As of the 30th March 2018 Part 3 of the Housing and Planning Act 2016 introduced a new abandonment procedure for Landlords. It allows a landlord to bring an assured shorthold tenancy to an end on the day on which the abandonment notice was given provided that:

  • The tenancy relates to a premises in England
  • The unpaid rent condition is met this is at least two months or eight weeks rent arrears
  • The landlord has served all relevant notices under section 52
  • The Tennant or any named occupier has not responded to these notices within the dates and time frames expected within the warning notices

This process is extremely complex and in all the circumstances great care must be taken and further advice should be sought before using this procedure.

Letting agents

We frequently receive calls from landlords who are not happy with the way letting agents deal with them and their tenants. The agent is employed to act in your best interests and provide professional guidance as part of the process. If the agent is instructed to let the property they should deal with all reference and financial checks, as well as getting the tenant to sign the necessary paperwork.

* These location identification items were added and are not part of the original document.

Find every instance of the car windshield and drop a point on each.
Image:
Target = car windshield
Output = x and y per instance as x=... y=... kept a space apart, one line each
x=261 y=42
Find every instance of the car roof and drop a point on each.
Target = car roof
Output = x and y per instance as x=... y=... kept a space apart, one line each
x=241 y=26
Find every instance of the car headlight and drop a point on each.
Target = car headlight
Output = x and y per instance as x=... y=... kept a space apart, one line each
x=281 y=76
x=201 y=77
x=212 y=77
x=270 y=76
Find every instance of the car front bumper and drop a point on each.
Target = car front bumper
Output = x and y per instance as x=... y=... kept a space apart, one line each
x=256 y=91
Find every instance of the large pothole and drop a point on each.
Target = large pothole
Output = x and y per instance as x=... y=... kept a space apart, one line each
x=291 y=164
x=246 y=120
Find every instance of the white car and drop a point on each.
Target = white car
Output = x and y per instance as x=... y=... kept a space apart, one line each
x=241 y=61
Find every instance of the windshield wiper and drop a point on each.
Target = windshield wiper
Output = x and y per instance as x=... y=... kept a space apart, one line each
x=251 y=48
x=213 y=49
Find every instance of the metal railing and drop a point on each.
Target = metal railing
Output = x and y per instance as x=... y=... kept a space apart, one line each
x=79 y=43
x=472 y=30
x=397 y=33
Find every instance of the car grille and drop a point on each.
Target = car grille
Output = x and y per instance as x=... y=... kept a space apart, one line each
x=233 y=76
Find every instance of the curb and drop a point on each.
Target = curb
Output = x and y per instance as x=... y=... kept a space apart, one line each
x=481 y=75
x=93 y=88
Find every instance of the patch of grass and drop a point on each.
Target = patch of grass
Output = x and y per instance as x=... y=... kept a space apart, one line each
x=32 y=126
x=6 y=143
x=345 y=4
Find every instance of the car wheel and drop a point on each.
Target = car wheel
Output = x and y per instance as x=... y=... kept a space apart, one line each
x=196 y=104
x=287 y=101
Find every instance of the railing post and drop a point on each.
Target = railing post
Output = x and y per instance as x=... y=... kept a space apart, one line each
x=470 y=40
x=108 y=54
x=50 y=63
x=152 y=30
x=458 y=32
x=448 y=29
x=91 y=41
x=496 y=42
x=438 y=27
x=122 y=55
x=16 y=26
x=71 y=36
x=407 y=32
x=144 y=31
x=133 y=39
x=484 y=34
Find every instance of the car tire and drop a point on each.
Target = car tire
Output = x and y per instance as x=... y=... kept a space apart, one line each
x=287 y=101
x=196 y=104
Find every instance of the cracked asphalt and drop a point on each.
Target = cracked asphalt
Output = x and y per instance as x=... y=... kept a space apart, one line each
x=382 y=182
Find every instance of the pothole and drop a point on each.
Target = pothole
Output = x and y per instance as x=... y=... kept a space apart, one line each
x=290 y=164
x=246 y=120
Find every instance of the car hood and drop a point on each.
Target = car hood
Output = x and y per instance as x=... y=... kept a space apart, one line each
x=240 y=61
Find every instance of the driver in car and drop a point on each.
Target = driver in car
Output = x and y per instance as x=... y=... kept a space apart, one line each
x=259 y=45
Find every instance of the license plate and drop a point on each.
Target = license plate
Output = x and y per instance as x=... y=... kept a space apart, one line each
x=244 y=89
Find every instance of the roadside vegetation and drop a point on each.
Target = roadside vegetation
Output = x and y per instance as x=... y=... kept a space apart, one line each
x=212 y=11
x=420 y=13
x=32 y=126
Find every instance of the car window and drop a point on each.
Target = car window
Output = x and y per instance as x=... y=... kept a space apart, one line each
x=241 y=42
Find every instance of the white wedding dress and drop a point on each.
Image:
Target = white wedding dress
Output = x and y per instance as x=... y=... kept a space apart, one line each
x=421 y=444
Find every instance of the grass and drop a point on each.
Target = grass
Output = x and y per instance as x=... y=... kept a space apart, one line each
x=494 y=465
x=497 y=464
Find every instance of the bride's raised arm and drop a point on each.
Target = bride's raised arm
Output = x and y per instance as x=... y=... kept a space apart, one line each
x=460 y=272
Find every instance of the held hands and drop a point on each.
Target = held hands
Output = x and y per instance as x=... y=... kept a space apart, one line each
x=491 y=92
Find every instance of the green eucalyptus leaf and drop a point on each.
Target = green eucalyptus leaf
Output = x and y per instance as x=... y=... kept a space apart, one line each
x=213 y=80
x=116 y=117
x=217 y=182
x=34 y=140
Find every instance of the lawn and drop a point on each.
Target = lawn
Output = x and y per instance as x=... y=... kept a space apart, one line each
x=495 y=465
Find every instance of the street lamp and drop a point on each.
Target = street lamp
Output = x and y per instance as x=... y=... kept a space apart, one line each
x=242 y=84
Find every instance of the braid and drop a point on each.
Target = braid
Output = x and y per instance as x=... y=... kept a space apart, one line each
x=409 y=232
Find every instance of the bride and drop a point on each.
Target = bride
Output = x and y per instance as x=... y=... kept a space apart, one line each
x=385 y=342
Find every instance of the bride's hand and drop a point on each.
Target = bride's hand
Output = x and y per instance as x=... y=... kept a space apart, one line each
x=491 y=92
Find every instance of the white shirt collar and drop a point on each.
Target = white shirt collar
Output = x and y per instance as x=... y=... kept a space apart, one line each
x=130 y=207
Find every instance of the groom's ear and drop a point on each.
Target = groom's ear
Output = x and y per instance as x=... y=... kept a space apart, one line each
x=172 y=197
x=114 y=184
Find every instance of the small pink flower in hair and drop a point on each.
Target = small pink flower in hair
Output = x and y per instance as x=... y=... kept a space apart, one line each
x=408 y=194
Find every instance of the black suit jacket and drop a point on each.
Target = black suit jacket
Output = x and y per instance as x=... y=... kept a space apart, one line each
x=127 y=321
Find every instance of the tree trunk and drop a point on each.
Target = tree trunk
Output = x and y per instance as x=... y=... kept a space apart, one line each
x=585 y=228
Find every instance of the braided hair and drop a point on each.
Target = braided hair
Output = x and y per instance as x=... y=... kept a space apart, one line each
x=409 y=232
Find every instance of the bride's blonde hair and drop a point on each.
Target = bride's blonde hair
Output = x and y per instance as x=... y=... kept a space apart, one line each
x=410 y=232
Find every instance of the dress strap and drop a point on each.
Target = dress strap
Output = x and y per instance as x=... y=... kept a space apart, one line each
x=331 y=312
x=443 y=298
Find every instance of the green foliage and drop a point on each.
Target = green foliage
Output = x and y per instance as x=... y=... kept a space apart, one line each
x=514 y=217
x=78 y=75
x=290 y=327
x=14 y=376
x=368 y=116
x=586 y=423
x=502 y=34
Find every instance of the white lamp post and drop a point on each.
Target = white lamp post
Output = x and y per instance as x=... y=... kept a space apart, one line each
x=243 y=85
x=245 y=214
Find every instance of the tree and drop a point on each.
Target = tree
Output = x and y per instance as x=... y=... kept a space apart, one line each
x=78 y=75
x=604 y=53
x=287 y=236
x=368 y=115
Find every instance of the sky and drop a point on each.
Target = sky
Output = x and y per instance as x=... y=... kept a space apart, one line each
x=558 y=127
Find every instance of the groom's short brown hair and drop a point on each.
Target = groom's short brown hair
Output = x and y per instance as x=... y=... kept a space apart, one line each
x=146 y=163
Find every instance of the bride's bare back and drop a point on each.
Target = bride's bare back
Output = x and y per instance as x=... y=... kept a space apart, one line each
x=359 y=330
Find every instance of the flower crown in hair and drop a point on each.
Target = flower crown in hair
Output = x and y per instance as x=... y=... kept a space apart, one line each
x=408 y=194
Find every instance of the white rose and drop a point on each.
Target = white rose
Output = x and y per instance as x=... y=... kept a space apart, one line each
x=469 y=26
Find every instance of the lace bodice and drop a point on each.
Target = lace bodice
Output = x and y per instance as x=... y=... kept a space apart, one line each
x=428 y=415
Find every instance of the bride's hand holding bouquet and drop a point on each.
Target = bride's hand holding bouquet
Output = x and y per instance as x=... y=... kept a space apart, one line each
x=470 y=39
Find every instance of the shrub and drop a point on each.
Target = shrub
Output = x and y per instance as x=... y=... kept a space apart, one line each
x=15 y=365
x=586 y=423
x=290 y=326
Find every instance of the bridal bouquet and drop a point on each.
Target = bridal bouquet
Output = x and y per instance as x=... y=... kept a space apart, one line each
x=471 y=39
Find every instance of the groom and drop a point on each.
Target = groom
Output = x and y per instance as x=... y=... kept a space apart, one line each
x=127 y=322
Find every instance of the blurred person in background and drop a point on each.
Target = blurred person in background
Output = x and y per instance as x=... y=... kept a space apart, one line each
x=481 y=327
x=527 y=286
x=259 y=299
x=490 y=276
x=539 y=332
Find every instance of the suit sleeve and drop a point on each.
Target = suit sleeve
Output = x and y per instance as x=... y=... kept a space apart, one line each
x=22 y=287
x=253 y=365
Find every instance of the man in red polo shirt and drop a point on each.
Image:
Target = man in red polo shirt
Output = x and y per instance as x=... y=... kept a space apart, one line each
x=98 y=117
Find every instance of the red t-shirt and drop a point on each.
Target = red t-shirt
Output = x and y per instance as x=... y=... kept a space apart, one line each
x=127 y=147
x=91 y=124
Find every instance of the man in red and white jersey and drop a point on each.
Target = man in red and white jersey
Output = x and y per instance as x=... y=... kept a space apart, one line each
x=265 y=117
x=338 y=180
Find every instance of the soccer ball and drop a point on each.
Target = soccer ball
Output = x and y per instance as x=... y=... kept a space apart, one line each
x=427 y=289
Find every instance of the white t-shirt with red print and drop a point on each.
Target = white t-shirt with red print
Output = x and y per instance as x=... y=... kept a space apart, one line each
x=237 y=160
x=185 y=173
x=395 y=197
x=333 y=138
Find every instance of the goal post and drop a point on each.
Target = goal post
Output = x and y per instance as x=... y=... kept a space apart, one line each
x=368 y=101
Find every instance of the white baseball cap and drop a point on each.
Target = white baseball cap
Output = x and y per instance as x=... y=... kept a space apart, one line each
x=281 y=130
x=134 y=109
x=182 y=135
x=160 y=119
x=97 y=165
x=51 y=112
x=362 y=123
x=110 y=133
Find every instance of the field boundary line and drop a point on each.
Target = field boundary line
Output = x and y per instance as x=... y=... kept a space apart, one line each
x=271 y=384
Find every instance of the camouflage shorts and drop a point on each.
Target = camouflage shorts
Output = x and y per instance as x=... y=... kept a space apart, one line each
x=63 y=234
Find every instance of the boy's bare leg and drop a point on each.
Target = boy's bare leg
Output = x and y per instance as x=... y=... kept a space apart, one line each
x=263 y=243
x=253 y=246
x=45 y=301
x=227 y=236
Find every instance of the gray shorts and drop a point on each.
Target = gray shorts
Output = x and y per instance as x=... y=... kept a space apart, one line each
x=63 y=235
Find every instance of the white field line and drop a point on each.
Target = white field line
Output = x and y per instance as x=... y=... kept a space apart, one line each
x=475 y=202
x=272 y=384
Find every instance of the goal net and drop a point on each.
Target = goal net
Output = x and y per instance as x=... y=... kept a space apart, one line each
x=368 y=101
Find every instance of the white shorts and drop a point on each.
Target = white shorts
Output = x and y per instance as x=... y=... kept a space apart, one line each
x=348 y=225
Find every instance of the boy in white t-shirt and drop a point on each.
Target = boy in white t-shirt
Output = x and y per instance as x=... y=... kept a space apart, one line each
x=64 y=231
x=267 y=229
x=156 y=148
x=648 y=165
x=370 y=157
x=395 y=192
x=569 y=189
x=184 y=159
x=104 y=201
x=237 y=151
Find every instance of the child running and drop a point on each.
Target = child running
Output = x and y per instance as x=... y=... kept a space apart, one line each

There is a Private Rented Sector Code of Practice issued by RICS which you can find here and which may help with any concerns about your agent.

All letting agents must belong to one of the following schemes:

Property Ombudsman, where you will also find a code of conduct.

Property Redress Scheme, which also has a good resource section.

If you complain to a letting agent and the complaint is not resolved to your satisfaction you can refer to one of the ombudsman schemes outlined above.

NOTE: Please be aware there are links contained within this factsheet that may take you to external sites, we are not responsible for their content. This is a general advice and information factsheet only and should not be treated as a definitive guide and does not constitute legal or professional advice. We are not a law firm and information is not intended to create a solicitor client relationship. Law Express does not accept any responsibility for any loss which may arise from relying on information contained in this factsheet. This is not a substitute for legal advice and specific and personal legal advice should be taken on any individual matter. If you need more details or information about the matters referred to in this factsheet please seek formal legal advice. This factsheet is correct at time of going to print. The law set out in this factsheet applies to England, unless otherwise stated.